Just saying that word liberated me, in a sense. I wasn’t sure how to describe it other than I felt a weight lifting from my shoulders, rising into the sky above.
“No.”
And right away, as I stood in the middle of the trees, sweat pouring down my face, heart racing, I felt the weight of that one word building up in meaning.
No, I was not giving up.
No, I was not running away.
No, I was not going to abandon the people I’d worked so hard to bond with; the people I’d fought so hard to unite.
Instead, I was going to stand up; I was going to take some responsibility, and I was going to fight.
For what?
For our survival.
I turned around and saw Hannah and Remy running through the trees, Lionel by their side, clearly enjoying the exercise.

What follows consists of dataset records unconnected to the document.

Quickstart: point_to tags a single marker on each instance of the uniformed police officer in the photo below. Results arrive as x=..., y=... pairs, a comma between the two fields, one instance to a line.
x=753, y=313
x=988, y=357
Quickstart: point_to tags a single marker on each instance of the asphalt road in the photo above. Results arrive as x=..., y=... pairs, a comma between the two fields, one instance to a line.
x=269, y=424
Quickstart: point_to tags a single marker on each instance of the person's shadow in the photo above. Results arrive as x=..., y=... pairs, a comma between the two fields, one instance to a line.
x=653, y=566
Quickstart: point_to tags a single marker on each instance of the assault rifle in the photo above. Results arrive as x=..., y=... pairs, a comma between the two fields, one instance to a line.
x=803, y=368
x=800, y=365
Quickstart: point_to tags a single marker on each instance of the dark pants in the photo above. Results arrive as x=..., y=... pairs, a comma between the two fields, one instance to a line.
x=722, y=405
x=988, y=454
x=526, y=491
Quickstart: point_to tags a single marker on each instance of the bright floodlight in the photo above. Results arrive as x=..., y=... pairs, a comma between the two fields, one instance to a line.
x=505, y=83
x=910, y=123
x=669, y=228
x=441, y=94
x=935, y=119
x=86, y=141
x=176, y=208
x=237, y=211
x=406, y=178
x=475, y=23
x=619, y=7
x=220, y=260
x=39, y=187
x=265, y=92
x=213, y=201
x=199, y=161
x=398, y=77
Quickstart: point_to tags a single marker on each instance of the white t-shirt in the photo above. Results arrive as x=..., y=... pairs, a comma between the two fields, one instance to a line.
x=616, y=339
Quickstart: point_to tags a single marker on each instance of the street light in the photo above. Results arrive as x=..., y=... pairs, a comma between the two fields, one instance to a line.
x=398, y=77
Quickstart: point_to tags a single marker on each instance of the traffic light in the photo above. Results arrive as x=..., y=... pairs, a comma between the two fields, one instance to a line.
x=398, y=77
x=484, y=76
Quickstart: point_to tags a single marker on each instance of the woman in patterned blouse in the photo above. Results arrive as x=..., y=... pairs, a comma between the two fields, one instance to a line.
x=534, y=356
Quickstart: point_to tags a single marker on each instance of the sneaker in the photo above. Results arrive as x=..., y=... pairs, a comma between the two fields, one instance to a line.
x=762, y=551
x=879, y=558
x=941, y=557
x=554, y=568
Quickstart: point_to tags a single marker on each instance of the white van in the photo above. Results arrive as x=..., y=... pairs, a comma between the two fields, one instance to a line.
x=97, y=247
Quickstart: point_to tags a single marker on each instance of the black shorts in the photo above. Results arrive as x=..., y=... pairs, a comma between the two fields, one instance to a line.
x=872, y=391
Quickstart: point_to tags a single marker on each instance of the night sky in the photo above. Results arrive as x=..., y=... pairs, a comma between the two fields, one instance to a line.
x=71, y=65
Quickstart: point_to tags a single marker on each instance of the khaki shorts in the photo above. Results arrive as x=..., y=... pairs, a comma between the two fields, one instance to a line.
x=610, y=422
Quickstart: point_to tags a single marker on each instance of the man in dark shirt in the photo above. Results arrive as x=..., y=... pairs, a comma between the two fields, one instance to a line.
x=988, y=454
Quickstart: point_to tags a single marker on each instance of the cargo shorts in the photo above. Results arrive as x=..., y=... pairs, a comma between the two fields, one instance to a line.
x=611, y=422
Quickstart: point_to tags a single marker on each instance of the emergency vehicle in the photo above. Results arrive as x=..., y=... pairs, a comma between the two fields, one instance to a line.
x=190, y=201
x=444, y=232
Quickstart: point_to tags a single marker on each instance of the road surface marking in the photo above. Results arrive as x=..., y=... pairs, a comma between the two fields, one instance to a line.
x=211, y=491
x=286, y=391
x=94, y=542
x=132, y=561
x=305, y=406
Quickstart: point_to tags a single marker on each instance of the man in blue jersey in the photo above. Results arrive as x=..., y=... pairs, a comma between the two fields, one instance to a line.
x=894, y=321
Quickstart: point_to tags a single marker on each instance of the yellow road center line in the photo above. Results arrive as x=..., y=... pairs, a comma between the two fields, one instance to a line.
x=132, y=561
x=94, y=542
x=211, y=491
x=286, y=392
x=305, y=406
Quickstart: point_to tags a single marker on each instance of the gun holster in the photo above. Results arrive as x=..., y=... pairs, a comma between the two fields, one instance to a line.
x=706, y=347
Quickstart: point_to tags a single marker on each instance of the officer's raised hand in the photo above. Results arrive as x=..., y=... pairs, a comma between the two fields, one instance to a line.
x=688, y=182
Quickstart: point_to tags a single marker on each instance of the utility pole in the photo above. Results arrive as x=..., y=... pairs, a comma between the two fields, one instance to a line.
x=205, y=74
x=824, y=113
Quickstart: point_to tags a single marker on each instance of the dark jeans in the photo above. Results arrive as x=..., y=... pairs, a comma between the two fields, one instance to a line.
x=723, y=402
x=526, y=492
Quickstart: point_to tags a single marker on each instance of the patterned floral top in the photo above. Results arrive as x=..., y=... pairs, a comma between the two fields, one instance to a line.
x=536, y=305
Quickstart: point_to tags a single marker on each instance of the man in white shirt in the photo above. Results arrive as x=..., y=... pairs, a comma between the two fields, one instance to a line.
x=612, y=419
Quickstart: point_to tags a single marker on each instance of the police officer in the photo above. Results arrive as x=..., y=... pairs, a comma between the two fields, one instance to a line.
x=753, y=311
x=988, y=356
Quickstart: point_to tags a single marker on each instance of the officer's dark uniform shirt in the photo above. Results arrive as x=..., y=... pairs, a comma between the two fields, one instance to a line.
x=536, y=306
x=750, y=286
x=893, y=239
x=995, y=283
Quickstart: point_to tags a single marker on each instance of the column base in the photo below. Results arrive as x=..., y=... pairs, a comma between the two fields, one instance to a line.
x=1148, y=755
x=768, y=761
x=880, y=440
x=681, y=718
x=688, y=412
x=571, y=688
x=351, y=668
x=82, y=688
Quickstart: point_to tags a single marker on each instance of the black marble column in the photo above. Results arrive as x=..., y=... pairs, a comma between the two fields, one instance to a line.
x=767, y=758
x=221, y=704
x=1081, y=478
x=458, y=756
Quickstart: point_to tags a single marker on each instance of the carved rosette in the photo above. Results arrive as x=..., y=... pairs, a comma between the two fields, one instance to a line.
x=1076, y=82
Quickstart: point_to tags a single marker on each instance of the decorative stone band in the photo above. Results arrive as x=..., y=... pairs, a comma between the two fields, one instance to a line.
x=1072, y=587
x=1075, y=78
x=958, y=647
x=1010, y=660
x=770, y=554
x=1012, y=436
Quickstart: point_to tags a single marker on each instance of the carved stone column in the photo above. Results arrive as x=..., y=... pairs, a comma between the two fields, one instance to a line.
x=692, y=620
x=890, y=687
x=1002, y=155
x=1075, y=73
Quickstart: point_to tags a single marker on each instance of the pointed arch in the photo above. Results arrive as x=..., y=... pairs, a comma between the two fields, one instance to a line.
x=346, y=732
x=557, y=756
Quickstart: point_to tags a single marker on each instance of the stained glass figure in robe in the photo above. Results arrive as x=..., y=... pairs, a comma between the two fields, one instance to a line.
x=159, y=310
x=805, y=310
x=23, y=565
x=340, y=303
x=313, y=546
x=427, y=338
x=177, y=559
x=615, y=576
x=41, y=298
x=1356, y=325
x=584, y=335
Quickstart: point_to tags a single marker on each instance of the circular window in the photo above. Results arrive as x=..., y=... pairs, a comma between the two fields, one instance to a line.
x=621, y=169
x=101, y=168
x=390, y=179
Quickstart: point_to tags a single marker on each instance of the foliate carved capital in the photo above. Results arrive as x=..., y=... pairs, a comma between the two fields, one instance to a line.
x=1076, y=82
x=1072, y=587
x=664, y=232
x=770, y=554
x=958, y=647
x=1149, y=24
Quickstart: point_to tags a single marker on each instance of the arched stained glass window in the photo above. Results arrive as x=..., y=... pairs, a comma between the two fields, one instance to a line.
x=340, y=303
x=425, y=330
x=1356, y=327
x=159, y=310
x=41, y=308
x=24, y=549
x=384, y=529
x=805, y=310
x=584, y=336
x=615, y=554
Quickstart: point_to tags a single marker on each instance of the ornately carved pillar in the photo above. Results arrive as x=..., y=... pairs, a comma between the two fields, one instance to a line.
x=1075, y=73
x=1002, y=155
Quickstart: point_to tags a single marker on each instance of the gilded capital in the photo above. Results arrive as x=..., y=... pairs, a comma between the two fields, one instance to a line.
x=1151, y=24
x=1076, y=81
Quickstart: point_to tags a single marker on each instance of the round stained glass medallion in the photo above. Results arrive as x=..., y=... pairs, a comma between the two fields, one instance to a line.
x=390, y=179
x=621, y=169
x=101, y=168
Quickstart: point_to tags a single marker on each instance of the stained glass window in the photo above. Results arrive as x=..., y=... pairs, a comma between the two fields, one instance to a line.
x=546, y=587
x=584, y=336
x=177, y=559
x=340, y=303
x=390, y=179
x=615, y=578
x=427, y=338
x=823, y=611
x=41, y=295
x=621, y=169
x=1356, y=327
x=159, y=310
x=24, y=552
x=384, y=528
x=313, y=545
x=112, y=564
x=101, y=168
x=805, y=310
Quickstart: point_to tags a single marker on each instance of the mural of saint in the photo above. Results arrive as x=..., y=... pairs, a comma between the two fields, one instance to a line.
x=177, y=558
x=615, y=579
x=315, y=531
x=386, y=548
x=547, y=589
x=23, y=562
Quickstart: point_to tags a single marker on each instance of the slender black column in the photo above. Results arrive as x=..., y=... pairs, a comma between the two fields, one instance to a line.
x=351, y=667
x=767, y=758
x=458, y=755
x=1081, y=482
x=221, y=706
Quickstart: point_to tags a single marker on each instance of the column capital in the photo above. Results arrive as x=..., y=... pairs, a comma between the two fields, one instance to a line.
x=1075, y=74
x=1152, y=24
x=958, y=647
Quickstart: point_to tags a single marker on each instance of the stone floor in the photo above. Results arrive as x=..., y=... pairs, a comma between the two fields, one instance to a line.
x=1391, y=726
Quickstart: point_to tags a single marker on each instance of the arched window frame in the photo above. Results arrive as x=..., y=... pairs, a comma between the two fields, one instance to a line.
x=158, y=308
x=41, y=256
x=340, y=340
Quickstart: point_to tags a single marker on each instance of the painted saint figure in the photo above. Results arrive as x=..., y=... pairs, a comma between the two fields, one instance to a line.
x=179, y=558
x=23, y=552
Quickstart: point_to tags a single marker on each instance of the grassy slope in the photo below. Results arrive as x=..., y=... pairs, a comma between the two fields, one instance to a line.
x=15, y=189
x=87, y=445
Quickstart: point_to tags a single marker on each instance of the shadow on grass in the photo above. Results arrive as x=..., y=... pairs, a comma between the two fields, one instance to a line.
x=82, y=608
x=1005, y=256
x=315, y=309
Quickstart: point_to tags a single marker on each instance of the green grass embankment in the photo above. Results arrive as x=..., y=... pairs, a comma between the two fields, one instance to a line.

“Scott?” Hannah said. “What the hell are you doing?”
I thought about lying, but then I realised there was no better option than the truth in times like these. “I was running.”
“Running?” Hannah said, struggling to get her breath back. “Running from what?”
I swallowed a lump in my throat and looked her in the eye. “From you.”
Soon, I saw Sue, Jenny, and Haz in the background. And as they approached, Sue’s kids running too, I didn’t feel alone. Not at all.
Because these were my people now.
These were my family now.
“I was running away because I couldn’t face up to the idea that all we’re seeking out is shelter. Survival. I couldn’t… I couldn’t accept that there’s no permanent solution. Not anymore.”
“There might still be,” Remy said.
“No,” I said. “The longer we believe that, the more danger we put ourselves in.”
“Just so you know,” Haz said as he panted his way towards me. “You nearly killed me then. I haven’t run like that since… well. Since ever.”